Understanding TFBS turnover during evolution has been a non-trivial challenge. Since TFBS turnover is coupled with epigenetic changes, a null hypothesis that TFBS turnover is also associated with epigenetic evolution across species can be proposed. Although numerous examples of TFBS turnover has been documented, we propose two simple but powerful scenarios that can capture the process of TFBS turnover by comparing epigenetic signal across orthologous regions across species. The diagram illustrates an orthologous gene region across three species. This can be interpreted differently by varying the window size or synteny. First scenario represents loss-gain TFBS turnover where species 1 had a TFBS but species 2 lost the TFBS by a single mutation in the binding site. However, in species 3, another genomic region was mutated to recover the lost TFBS and become the new enhancer. The second scenario is a competitive model where species 2 gained a mutation that generated another TFBS that competed with the species 1 enhancer. After selection or mutation, the species 1 enhancer is lost and the novel enhancer becomes the sole cis-regulator for the gene in species 3. This mechanism may mediate lineage-specific epigenetic marks [21,72,75,76,78] or conserve epigenetic features as in (b) and (c) [47]. (b) and (c) are representative examples of TFBS turnover events mediating a conserved tissue-specific DNA hypomethylated regions (pink shaded boxes) between rat, mouse, and human (adapted from Zhou, unpublished). Tracks in blue are single-CpG DNA methylation levels from the given tissue in each species. In (b) the Erg motif is found at the same position in rat and mouse, but shifted by 84bp in human. The Erg motif conserved the blood-specific DMR at this locus and is an example of senario 1 depicted in (a). In (c), The Fli1 motif is in a slightly different position in the conserved blood-specific DMR in rat and mouse, but absent in human. Instead the Fli1 motif is found in a nearby blood-specific DMR in human. Importantly, the conserved DMRs in these examples show low sequence conservation, evidence that conserved DNA hypomethylated regions do not depend on sequence conservation.

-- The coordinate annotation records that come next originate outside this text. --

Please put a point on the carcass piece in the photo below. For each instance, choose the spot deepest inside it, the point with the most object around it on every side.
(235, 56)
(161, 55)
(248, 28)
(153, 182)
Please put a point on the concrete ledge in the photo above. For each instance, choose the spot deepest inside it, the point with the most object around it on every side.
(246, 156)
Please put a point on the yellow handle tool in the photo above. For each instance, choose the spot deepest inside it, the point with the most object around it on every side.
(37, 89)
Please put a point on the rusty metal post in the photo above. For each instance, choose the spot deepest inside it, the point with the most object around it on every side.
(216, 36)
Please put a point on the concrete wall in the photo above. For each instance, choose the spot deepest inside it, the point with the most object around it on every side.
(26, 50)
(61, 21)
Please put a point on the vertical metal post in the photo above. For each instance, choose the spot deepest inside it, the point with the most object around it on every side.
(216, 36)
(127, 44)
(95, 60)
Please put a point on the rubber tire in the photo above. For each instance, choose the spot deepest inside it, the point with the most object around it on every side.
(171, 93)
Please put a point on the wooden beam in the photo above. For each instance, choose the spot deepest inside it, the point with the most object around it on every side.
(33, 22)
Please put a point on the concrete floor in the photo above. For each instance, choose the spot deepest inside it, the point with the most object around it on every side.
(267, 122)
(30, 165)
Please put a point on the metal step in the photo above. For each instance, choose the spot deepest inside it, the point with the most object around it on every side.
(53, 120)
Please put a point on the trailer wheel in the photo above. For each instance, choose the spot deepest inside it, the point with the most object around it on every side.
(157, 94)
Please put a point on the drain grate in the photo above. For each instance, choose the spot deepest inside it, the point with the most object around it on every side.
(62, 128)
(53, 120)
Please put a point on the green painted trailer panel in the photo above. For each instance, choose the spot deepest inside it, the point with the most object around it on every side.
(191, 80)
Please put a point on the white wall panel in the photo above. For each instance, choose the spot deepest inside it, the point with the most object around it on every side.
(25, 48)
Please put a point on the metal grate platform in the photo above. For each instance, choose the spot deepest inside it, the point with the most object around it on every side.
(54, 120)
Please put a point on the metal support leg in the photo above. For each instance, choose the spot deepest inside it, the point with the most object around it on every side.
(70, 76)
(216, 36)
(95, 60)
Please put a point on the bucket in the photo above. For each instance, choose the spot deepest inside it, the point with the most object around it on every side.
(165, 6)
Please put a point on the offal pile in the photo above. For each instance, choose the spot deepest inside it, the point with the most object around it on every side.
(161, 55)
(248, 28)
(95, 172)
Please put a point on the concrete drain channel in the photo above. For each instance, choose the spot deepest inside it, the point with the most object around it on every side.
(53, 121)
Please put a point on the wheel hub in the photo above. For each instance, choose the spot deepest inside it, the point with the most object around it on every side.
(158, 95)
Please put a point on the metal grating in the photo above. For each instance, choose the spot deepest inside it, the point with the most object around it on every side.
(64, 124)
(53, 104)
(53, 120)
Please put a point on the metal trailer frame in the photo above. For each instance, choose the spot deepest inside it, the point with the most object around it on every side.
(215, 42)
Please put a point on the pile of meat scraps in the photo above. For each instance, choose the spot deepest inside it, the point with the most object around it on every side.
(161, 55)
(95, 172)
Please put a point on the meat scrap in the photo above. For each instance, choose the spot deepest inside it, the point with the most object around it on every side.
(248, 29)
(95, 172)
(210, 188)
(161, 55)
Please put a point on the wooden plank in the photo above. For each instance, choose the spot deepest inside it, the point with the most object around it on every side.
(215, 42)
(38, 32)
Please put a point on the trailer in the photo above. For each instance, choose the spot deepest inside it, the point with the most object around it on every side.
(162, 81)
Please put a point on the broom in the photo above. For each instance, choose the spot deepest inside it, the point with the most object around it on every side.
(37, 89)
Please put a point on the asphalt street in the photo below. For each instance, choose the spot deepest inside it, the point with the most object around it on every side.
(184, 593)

Figure 4. Model for building a theory of epigenome evolution

(a) Determining the rate of sequence evolution is now a straightforward process. (b) The expectation for epigenome evolution is different depending on the sequence evolution context. Completing this contingency table with specific examples is a challenge for the field. (c) Epigenetic gene regulation that is adaptive is genetically assimilated into the genome, codifying gene regulation and driving genetic evolution. (d) Genetic networks drive phenotypic evolution, all of which is motivated by environmental inputs.